Every day, organisations and platforms collect, process, and use our personal data, most often in digital form, when we purchase products or services, exchange thoughts or share photographs with friends and acquaintances on social media, search for jobs, read news, or enjoy leisure activities. The processing of personal data drives innovation and brings many benefits to individuals, authorities, and businesses, but it also entails risks that must be managed.
Today is Data protection day, an annual reminder established by the Council of Europe all of us to remember to safeguard our personal data and uphold our right to privacy.
Those risks have multiplied, owing to the development of AI technology. Huge swathes more of data is processed, creating considerable efficiencies and benefits but also increasing risks, most notably the risk of discrimination or of exposure to disinformation and manipulation. That risk has also increased owing to geopolitical transformation.

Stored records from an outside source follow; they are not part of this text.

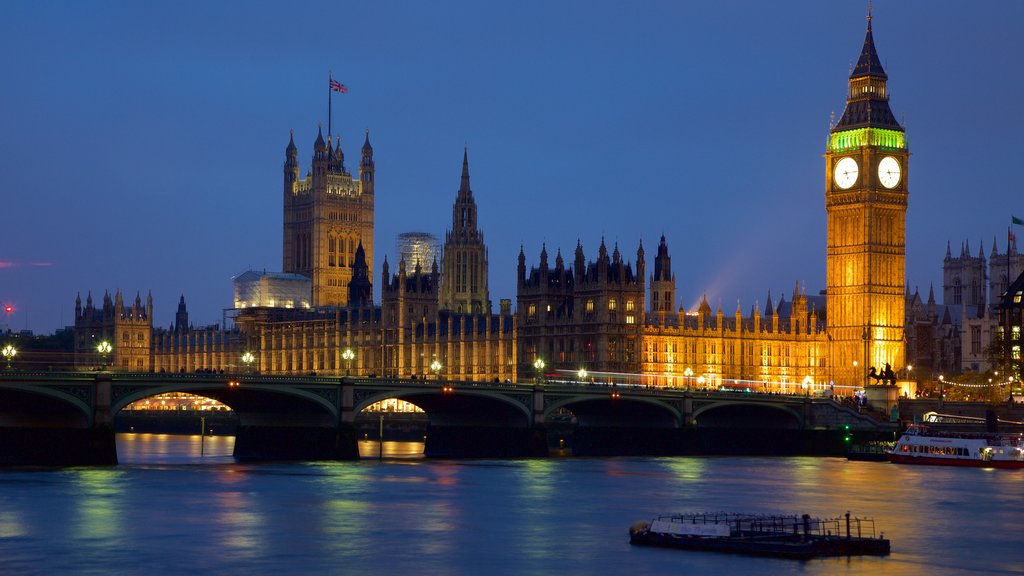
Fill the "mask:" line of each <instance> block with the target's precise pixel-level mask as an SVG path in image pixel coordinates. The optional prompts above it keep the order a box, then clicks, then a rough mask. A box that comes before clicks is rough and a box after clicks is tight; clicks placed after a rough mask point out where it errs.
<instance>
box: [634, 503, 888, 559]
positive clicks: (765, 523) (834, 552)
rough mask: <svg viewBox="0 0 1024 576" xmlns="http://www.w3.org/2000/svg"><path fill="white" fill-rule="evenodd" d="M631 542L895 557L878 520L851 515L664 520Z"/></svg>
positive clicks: (784, 551) (790, 553)
mask: <svg viewBox="0 0 1024 576" xmlns="http://www.w3.org/2000/svg"><path fill="white" fill-rule="evenodd" d="M844 529H845V530H844ZM630 543H631V544H637V545H646V546H666V547H672V548H684V549H691V550H710V551H718V552H730V553H741V554H756V556H772V557H779V558H794V559H810V558H817V557H836V556H859V554H873V556H884V554H888V553H889V540H886V539H885V534H881V535H879V536H878V537H876V535H874V521H873V520H870V519H862V518H853V517H851V516H850V512H847V513H846V515H845V516H844V517H841V518H831V519H820V518H811V517H810V515H803V516H801V517H798V516H782V515H750V513H736V512H699V513H682V515H669V516H659V517H657V518H655V519H654V520H652V521H651V522H638V523H635V524H634V525H633V526H632V527H631V528H630Z"/></svg>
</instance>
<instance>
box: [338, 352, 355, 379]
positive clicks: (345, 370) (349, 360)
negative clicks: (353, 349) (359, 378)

Data protection day marks when the Council of Europe opened its Convention for the protection of individuals with regard to automatic processing of personal data - known as "Convention 108" - for signature on 28 January 1981.

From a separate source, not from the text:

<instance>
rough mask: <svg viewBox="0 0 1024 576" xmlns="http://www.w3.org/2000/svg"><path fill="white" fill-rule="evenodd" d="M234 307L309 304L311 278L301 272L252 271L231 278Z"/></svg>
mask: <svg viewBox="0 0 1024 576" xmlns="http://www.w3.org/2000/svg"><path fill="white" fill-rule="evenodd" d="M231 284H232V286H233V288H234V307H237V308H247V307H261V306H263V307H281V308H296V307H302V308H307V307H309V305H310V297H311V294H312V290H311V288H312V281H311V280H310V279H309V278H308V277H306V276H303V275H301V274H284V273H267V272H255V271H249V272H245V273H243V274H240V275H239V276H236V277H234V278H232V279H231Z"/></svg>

A world's first in data protection
The convention was the first legally binding international treaty worldwide to protect privacy in the digital age. Now, at 45 years of age, 55 countries have ratified the treaty so far, including the 46 Council of Europe member states, as well as Argentina, Cabo Verde, Mauritius, Mexico, Morocco, Senegal, Tunisia, and Uruguay. Many others have used it as a model for their legislation.
In 2018 the Council of Europe opened a protocol modernising "Convention 108" for signature. This protocol addresses the new challenges to personal data protection that have emerged since 1981. It will enter into force when 38 signatories have ratified it, hopefully in the near future.
Beatriz de Anchorena, Chair of the Council of Europe's Data protection convention consultative committee and Director of Argentina's Agency for access to public information, said: "2026 finds us at a defining moment. Accelerated digital transformation and the deployment of AI are driving strategic policy and standard-setting decisions on governance, regulation, and competitiveness, at a time of growing geopolitical change. In this evolving landscape, protecting personal data remains essential to safeguarding individual rights, democratic values, and trust in the digital environment", she added.
To mark Data Protection Day 2026, the Council of Europe will host an online event from 4 p.m. to 5.30 p.m. CET on 28 January featuring four data-protection supervisory authorities from different continents. These representatives, from member or observer states of the Council of Europe data protection convention, will present their Data protection day initiatives and livestream or channel their events as part of the celebration.